When you deposit, you receive **Trilobyte Vault Tokens (tVLT)** — SEP-41 compliant fungible tokens:

| Property     | Value                           |
| ------------ | ------------------------------- |
| **Name**     | Trilobyte Vault Token           |
| **Symbol**   | tVLT                            |
| **Decimals** | 7                               |
| **Standard** | SEP-41 (Stellar fungible token) |
| **Cap**      | Equal to the vault's principal  |

Debt tokens represent your share of the vault and determine your proportion of yield.

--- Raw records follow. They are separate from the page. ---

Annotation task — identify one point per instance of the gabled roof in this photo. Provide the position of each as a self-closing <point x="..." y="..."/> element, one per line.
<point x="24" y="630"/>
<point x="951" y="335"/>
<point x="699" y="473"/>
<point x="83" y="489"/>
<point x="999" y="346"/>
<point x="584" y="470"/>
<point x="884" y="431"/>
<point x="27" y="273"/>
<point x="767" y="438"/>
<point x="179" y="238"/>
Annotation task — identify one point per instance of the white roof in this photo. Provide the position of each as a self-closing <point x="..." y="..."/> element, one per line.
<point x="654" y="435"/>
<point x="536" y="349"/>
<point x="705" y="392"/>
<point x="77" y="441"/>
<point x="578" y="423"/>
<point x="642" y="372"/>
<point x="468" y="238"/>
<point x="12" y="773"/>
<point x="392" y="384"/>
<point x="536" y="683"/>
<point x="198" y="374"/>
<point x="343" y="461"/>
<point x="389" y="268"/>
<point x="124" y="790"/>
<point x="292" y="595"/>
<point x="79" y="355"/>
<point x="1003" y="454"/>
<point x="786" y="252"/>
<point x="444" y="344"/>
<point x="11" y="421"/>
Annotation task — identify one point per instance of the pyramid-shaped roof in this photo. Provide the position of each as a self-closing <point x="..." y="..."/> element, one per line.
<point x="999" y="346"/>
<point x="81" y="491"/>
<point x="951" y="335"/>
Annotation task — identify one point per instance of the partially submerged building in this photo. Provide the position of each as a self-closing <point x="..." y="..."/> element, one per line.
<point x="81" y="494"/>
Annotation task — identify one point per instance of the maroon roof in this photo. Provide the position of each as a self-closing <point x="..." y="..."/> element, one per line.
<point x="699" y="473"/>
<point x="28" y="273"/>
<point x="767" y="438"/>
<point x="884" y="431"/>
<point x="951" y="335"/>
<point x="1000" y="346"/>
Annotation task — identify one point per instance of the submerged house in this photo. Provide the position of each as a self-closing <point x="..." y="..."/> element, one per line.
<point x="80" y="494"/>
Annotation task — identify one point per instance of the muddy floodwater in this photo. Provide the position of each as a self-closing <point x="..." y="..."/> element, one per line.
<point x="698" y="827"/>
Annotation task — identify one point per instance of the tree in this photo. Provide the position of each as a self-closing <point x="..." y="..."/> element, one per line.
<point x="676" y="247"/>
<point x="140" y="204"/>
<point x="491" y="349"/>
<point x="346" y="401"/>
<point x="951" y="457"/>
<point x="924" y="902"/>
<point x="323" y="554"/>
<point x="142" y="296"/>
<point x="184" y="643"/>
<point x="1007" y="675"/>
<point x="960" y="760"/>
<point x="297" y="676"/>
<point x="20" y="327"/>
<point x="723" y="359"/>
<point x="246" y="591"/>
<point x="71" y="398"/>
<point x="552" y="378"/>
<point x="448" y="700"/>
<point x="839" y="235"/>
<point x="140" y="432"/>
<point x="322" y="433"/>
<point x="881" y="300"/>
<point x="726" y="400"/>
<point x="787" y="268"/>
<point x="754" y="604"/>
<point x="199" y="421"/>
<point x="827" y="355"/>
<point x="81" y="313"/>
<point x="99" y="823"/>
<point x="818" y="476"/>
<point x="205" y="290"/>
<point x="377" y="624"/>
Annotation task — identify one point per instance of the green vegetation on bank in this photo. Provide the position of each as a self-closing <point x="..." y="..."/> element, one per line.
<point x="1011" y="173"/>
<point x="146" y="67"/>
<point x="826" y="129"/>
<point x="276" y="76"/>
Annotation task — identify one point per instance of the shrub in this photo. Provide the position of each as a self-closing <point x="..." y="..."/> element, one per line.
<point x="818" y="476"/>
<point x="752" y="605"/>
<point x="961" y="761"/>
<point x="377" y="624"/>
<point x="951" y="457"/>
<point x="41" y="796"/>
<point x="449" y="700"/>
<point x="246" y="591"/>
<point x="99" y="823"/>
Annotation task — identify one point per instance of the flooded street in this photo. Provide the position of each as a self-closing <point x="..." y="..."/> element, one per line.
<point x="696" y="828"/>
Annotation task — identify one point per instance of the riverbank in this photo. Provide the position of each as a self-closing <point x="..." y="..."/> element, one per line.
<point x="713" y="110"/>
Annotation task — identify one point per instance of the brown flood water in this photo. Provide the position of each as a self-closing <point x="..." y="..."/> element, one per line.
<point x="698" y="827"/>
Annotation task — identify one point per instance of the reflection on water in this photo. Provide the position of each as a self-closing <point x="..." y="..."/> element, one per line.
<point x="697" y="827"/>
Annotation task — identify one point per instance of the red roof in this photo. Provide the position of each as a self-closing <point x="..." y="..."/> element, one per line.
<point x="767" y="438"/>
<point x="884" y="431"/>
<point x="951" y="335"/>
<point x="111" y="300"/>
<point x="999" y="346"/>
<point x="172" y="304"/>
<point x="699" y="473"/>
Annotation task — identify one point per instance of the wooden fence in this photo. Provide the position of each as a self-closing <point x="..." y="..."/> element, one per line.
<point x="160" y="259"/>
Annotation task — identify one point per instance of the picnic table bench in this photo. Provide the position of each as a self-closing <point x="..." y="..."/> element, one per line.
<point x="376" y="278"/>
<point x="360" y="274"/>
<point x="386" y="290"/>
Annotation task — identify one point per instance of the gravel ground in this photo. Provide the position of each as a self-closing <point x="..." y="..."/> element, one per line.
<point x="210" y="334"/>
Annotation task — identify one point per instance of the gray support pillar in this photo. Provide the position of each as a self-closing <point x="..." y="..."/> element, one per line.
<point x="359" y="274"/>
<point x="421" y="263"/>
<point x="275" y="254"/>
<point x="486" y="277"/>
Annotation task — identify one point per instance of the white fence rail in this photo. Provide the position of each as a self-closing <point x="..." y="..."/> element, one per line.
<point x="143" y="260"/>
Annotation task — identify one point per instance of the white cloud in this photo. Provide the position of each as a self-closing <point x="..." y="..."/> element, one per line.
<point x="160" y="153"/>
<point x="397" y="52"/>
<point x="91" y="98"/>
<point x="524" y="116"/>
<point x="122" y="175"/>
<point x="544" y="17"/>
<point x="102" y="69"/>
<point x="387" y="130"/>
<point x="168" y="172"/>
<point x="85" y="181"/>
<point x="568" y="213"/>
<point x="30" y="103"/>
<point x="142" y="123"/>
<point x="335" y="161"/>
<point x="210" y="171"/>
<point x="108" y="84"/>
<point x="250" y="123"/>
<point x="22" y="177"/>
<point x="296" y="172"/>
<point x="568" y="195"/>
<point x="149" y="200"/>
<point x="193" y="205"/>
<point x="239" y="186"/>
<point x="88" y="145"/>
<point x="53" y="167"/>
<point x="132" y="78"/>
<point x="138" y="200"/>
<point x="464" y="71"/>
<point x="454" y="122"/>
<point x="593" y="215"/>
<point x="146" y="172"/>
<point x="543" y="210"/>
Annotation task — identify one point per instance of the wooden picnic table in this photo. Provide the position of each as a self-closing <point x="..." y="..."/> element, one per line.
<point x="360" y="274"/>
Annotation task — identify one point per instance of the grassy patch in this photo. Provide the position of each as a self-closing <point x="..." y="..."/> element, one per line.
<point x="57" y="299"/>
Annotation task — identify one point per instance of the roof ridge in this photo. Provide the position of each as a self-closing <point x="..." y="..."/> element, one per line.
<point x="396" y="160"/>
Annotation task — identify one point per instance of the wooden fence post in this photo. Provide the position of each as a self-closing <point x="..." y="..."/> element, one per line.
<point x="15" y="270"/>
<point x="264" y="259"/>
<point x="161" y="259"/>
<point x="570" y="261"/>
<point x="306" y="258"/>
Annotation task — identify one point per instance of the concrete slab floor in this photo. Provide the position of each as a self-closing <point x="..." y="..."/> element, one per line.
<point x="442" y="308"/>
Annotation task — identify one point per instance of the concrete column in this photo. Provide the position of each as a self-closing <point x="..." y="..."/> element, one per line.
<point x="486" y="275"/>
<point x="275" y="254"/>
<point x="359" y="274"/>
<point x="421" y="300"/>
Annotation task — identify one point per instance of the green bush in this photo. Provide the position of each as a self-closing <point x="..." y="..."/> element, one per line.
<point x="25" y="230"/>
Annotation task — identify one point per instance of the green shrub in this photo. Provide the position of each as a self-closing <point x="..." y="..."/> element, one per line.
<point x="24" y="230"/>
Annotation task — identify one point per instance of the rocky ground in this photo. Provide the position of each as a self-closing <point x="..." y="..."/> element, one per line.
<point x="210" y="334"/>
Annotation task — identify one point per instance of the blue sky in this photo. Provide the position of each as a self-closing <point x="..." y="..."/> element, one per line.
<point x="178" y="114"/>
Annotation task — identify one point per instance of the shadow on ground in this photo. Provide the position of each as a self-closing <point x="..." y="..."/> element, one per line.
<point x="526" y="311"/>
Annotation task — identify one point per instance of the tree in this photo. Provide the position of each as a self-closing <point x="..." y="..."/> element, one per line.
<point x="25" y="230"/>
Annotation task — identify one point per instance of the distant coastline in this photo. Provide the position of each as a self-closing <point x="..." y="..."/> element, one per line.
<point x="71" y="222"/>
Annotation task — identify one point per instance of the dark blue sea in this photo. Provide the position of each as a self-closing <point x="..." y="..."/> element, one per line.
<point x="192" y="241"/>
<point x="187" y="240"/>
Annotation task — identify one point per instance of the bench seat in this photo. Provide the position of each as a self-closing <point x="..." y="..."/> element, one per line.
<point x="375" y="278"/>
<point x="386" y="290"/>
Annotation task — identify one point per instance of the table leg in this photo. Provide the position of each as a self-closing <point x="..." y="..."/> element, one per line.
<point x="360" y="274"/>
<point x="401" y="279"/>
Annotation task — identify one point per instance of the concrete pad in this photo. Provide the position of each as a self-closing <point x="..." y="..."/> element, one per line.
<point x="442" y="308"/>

{% hint style="warning" %}
**Debt tokens are non-transferable.** You cannot transfer, sell, or delegate your debt tokens to another address. The `transfer`, `transfer_from`, and `approve` functions are disabled. This ensures that yield claims remain tied to the original depositor.
{% endhint %}

Available token operations:

* `balance` — Check your token balance
* `total_supply` — Check the total supply (= total funded amount)
* `burn` — Redeem tokens (used internally during withdrawals)

## Earning Yield

### How Yield Accumulates

As the borrower makes repayments, a portion (based on the split ratio) flows into the **EMI pool**. This pool holds the yield available to investors.

### Claiming Yield

Call `claim_yield(investor)` to claim your share:

$$
\text{claimable} = \frac{\text{your\_balance}}{\text{total\_supply}} \times \text{emi\_pool} - \text{already\_claimed}
$$

* You can claim at any time during the **Active** or **FullyRepaid** phases
* Claims are cumulative — you receive the difference between your total entitlement and what you've already claimed
* You don't need to claim after every payment — yield accumulates

### Example

| Parameter                         | Value          |
| --------------------------------- | -------------- |
| Vault principal                   | 100,000 USDC   |
| Your deposit                      | 25,000 USDC    |
| Your share                        | 25%            |
| Total EMI pool (after 6 payments) | 20,000 USDC    |
| Your entitlement                  | 5,000 USDC     |
| Already claimed                   | 2,000 USDC     |
| **Claimable now**                 | **3,000 USDC** |

## Monitoring Your Investment

Track your vault's performance using query functions:

| Function                         | What It Shows                           |
| -------------------------------- | --------------------------------------- |
| `get_config()`                   | Vault terms and current phase           |
| `get_investor_deposit(investor)` | Your deposit amount                     |
| `get_claimable(investor)`        | Available yield to claim                |
| `balance(account)`               | Your debt token balance                 |
| `get_payments_made()`            | How many payments the borrower has made |
| `get_outstanding()`              | Remaining principal                     |
| `get_next_due()`                 | Next payment due date                   |
| `get_missed_payments()`          | Consecutive missed payments             |
| `get_emi_pool()`                 | Total accumulated yield pool            |
| `get_late_fees()`                | Accumulated late fees                   |

## Risk Awareness

### What Protects You

* **Manager collateral** — The Pool Manager stakes their own capital, which is slashed on default
* **Delinquency tracking** — Managers with defaults are blocked from new vaults
* **Credit limits** — Cap each manager's total exposure
* **Grace period** — Time buffer before default (default 30 days)
* **Permissionless default trigger** — Anyone can trigger default, preventing collusion
* **Funding/approval deadlines** — Prevent indefinite capital lock-up

### What to Watch For

* **Missed payments** — Check `get_missed_payments()` regularly
* **Late fees** — Rising late fees signal borrower distress
* **Phase changes** — Monitor for transitions to Renegotiation or Defaulted

{% hint style="danger" %}
**Lending carries risk.** If the borrower defaults, the Pool Manager's collateral provides partial recovery, but it may not cover your full deposit. Evaluate each vault's terms and Pool Manager track record carefully before investing.